"There isn't much good talking, of course. On the other hand, you may as well know what I feel. I've had tremendous luck in one way and another. I never expected to get the regiment, for instance—and your coming out here and all that. I've seen how jolly things could be."

"You haven't had them," said Lionel in a low voice. "The things you wanted most, I mean. Your pitch was queered too soon."

"I don't know," said Winn, painstakingly. "In a sense, of course, you haven't had things if you've only seen 'em. Still when you come to think of it, you partly have. Look at the Germans; we've worked considerably into them without seeing 'em, haven't we? What I mean is that I appreciate goodness now; I see its point. Not that I'd have kept clear a moment by myself. I hope you quite understand that? I've been a blackguard and I'd have been a worse one if I'd had the chance. But I'm glad I hadn't the chance now. I don't know that I'm putting the thing straight—but you know what she's like? Thank God I couldn't alter her!"

They listened for a moment to the night. Their ears were always awake, registering sounds from the sodden, death-ridden fields beneath them, and above, but they heard nothing beyond the drip of the rain, an occasional groan from a man tortured by rheumatism, and the long-drawn scream of a distant shell.

"You can call yourself what you like," said Lionel at last. "I know what you are, that's enough for me, and she knew it; that's one reason I got to caring for her.

"I dare say that seems a rummy thing to you, to care for a woman because she cares for another man.
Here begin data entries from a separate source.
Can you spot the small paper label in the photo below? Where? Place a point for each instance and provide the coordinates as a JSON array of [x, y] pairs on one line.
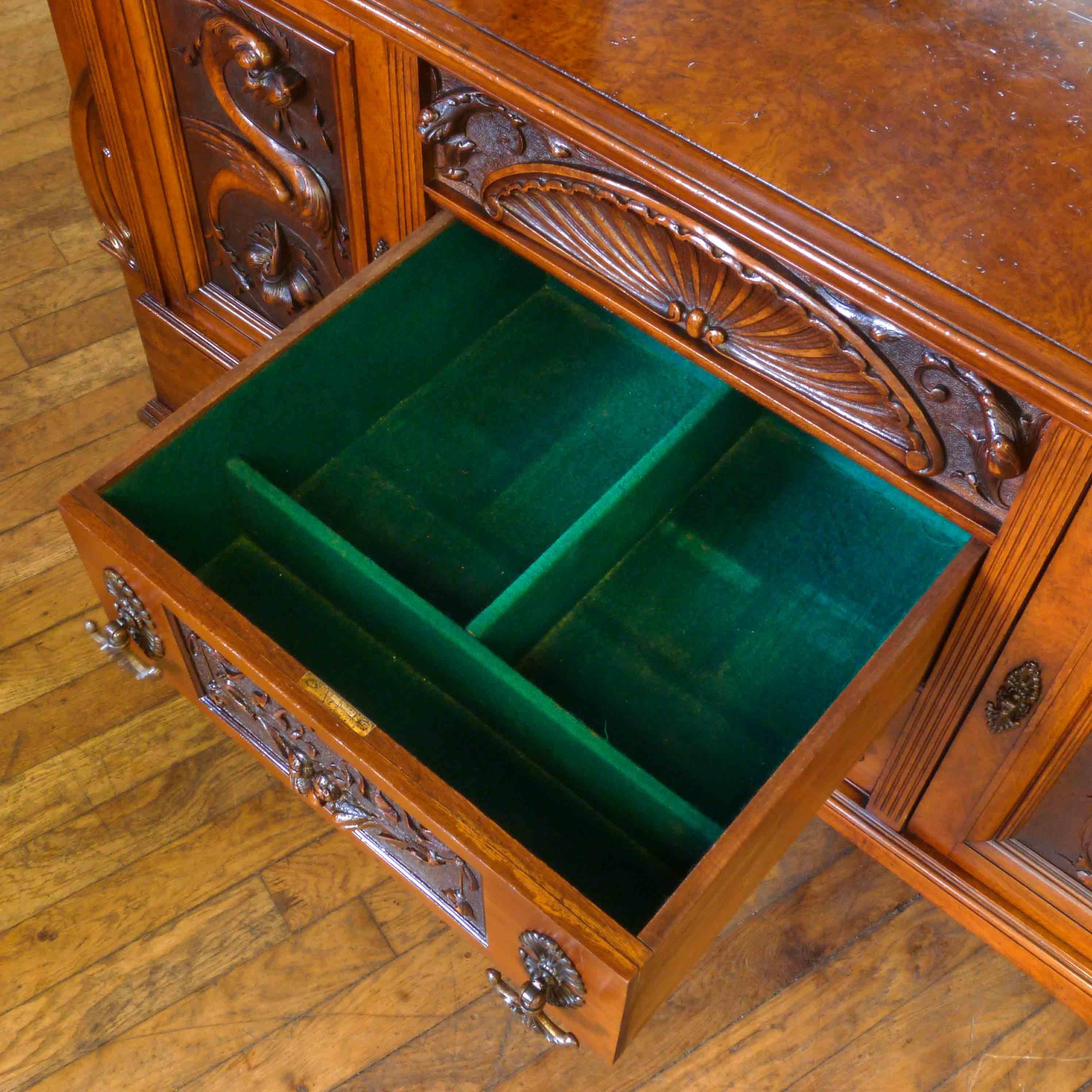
[[345, 712]]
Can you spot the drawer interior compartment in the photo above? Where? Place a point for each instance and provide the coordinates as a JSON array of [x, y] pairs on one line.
[[597, 591]]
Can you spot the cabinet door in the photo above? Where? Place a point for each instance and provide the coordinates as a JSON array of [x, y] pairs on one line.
[[260, 155], [1012, 803]]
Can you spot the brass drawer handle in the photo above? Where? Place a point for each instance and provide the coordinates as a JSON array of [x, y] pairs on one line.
[[113, 641], [1016, 698], [134, 624], [552, 980]]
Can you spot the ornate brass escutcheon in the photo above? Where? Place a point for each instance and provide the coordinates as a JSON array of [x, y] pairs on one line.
[[134, 624], [552, 980], [1016, 697]]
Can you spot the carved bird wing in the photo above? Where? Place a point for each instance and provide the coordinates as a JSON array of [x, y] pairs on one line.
[[244, 168]]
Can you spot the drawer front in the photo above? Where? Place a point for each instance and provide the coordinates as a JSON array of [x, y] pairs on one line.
[[347, 770], [471, 870], [942, 430], [336, 788], [1010, 803]]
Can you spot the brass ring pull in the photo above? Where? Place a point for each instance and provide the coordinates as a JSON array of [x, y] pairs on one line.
[[552, 979], [113, 641]]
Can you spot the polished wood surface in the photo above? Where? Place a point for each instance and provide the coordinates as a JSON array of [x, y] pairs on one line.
[[953, 135], [251, 943]]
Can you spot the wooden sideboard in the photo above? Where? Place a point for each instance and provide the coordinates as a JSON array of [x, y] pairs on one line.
[[868, 219]]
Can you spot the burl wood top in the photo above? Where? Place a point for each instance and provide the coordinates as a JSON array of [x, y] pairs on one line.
[[955, 135]]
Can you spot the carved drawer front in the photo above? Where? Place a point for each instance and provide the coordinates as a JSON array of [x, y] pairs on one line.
[[518, 710], [341, 792], [259, 103], [784, 338]]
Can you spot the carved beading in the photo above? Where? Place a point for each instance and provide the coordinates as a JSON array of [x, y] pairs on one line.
[[347, 797], [939, 420]]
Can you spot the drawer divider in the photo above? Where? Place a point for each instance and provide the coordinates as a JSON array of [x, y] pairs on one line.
[[522, 615], [471, 673]]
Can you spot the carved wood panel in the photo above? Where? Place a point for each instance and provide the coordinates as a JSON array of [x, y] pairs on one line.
[[936, 418], [347, 797], [257, 97]]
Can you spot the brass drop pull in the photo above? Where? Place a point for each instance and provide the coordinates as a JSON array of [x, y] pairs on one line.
[[113, 641], [134, 624], [552, 980]]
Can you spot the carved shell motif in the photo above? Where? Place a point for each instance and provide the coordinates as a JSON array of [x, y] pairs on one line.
[[720, 295]]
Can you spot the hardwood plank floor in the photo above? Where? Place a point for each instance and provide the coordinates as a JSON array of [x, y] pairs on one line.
[[171, 918]]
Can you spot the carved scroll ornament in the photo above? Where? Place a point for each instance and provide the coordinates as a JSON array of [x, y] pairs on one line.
[[1016, 698], [938, 419], [352, 802], [284, 261], [1003, 442], [719, 295]]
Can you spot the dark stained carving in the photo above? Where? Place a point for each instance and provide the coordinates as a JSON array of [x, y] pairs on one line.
[[990, 435], [264, 153], [1016, 698], [134, 615], [1003, 441], [719, 294], [352, 802], [288, 278]]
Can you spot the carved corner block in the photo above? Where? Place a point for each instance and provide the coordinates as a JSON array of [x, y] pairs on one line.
[[935, 418], [346, 797]]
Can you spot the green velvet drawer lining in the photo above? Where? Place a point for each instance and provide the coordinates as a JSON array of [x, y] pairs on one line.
[[602, 861], [550, 588], [514, 459], [465, 669]]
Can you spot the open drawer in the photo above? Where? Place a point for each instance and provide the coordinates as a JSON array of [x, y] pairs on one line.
[[570, 632]]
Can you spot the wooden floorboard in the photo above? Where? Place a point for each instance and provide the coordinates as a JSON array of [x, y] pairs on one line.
[[171, 918]]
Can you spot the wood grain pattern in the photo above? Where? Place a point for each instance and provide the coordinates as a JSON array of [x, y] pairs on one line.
[[822, 904], [1056, 483], [942, 424], [885, 119]]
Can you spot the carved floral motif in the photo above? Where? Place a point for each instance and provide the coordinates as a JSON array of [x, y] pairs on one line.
[[352, 802], [938, 419], [444, 124], [719, 295], [287, 277], [1002, 443]]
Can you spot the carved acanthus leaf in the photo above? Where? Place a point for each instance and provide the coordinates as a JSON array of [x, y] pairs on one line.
[[250, 146], [287, 276], [1004, 442], [719, 294], [444, 124]]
But it's a fact."

Winn moved uneasily. Then he said abruptly, "Look here, young 'un, I was wrong before when I asked you to step in instead of me, but I'm not wrong now. You can take it from me she'll marry you in the end. She's young; be patient. I dare say she'll think for a time she's had enough, but she hasn't. There's no good living a lonely life. We may both get done in, of course. But I don't fancy we shall. I want you to promise me not to get killed if you can help it.

"Keep away from me if you think I'm getting into trouble, because I sha'n't be getting into trouble, I shall be getting out of it, d'you see?"

The guns sounded nearer, a machine gun rattled sharply in their ears, as if it had been let off in their dug-out.

"I sha'n't care for anybody else," said Lionel, quietly, "and I shall wait all my life for her. As for not being killed—you don't want me to shirk my job, of course; bar that, I sha'n't ask for trouble."